For the study, the researchers captured over 200 orb-weaving spiders from urban, semi-urban and semi-rural areas in and near Sydney. The city locations included parks, gardens, and patches of vegetation adjacent to houses and other buildings. The semi-rural areas where spiders were collected were less developed.

The researchers discovered that the city-dwelling spiders had longer tibias (leg segments) than the semi-rural spiders. (Tibias are used to determine the size of spiders.) The average tibia length for the country spiders was 0.37 inches, significantly shorter than the average tibia length of urban spiders at 0.48 inches. And some of the city critters were bigger still, with the largest tibia length measured at 0.55 inches.

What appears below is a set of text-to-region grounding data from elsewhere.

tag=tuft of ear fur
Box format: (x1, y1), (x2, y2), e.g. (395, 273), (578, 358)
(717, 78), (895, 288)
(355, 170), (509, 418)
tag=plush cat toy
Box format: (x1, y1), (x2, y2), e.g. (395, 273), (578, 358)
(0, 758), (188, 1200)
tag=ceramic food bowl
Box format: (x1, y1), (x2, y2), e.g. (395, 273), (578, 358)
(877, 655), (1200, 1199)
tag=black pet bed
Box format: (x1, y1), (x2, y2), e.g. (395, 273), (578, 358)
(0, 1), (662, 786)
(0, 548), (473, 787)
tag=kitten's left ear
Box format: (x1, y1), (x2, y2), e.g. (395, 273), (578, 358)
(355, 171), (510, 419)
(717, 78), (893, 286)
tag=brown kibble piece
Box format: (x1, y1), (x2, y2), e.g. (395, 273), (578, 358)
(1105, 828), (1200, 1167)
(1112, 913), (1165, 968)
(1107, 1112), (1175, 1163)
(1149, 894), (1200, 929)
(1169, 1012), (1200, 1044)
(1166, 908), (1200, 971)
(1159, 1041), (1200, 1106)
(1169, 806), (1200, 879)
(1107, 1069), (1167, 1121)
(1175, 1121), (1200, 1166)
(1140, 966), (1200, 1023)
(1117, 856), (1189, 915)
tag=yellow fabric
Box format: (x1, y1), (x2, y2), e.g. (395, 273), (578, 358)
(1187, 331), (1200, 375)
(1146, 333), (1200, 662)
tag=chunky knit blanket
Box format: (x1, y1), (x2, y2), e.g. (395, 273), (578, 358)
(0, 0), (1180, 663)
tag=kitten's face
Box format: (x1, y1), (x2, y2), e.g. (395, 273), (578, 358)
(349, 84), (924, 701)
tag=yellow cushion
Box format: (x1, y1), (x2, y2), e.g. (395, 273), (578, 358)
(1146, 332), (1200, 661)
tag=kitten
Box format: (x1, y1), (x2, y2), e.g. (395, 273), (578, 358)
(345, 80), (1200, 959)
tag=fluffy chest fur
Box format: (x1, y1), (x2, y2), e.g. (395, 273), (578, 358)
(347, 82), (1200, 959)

In addition to their larger size, female urban orb-weaving spiders were found to have ovaries that accounted for up to 39 percent of their total body weight. In the world of spiders, big ovaries mean a higher reproductive capacity.

Hot Time in the City

The study authors believe these findings suggest that highly populated areas with lots of buildings and roads actually make excellent habitats for orb-weaving spiders. The explanation, according to Lowe, is simply that these spiders like the heat, and the concrete city landscape delivers an “urban island-heat effect.”

The good news for human city dwellers (even the squeamish ones) is that orb-weaving spiders find mosquitos and other pesky insects rather tasty, so they add value as a natural form of pest control!

And even better news is that the humped golden orb-weaver is shy around humans and rarely delivers a bite.